Look ma, three networks (plus Wi-Fi). Aside from its pricing structure, the thing that sets Project Fi apart from other providers is that is has the ability to switch between networks and secure Wi-Fi access points seamlessly to provide solid connectivity -- within limits. Mobile coverage is provided over T-Mobile, Sprint and U.S. Cellular, with the device using whichever network provides the best coverage at the moment. Where available, the phone will also use Wi-Fi both for data and phone calls. The one fly in this formula is that while these networks -- especially Sprint and T-Mobile -- have seen marked improvement in their coverage, they are still best in cities, suburban areas, many small towns, and along major highways. While that covers a good percentage of the country, it leaves many areas -- particularly rural areas -- with spottier performance. For those users, a provider like Cricket (Est. $25 per month and up), which uses AT&T's more far-reaching network, might be a better bet. Also, the downside to this multi-network switching is that few current phones can support it -- just Google's Nexus and Pixel phones. If you want to use an iPhone or another device, Project Fi won't be for you.

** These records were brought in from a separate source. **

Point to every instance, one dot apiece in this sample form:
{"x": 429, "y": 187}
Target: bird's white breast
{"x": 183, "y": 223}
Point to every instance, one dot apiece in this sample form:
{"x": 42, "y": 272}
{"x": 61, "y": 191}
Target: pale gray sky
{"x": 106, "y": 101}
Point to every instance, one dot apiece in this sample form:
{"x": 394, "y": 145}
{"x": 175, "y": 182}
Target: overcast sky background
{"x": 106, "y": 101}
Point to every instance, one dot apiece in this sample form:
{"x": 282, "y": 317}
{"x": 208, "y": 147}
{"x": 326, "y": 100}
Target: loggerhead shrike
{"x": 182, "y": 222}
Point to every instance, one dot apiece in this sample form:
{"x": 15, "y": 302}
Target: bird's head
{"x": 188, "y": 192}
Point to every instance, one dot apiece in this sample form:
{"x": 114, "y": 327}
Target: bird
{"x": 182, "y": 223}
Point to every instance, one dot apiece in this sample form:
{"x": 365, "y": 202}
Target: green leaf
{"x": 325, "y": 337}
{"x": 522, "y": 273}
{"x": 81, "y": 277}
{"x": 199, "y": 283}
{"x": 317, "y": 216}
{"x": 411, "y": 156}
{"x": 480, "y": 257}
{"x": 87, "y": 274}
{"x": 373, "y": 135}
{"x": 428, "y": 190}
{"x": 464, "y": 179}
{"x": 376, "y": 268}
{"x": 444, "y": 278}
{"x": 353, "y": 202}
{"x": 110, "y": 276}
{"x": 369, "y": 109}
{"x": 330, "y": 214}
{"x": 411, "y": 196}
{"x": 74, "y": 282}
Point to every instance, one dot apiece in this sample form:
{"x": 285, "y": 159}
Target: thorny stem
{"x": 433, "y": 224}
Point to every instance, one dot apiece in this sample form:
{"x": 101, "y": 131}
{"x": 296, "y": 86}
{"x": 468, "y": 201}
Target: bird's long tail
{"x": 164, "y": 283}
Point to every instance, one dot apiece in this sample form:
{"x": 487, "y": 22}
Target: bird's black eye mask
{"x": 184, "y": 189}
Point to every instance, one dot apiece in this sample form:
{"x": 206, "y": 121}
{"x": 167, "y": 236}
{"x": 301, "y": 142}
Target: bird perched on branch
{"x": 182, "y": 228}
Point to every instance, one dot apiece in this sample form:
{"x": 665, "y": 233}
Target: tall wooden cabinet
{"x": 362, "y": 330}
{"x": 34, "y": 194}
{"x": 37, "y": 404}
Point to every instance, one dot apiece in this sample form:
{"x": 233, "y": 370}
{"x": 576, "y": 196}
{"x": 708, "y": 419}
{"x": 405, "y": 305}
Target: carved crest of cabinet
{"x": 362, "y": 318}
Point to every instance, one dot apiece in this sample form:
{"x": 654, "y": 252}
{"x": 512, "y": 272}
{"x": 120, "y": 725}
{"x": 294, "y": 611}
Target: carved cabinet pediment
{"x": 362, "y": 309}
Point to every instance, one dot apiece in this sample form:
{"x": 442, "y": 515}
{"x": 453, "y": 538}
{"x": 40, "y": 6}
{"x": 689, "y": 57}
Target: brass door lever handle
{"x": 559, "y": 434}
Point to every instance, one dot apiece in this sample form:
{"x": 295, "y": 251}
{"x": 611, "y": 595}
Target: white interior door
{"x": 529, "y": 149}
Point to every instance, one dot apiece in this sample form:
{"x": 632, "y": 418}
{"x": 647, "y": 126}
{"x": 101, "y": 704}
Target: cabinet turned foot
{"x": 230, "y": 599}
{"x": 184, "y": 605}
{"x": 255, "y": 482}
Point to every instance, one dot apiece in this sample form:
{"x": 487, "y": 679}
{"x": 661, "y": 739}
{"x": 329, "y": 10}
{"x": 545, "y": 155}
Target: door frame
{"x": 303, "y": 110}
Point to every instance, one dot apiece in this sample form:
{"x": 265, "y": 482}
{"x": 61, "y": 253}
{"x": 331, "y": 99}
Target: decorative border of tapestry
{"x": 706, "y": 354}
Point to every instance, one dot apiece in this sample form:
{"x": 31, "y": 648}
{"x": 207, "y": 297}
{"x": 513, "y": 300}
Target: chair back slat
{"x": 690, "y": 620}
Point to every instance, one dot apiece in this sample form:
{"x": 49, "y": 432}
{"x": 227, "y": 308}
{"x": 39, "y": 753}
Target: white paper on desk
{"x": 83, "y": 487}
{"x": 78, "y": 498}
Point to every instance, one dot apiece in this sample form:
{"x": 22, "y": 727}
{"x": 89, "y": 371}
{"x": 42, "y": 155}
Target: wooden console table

Multifaceted, and effective. If you need help, and who doesn't with a cell phone service from time to time, Project Fi has multiple support channels, available 24/7. You can contact a representative by phone, open an online chat, or email. There's also an official help forum with information and user to user assistance. ConsumerReports.org's survey respondents gave Project Fi top marks for customer support.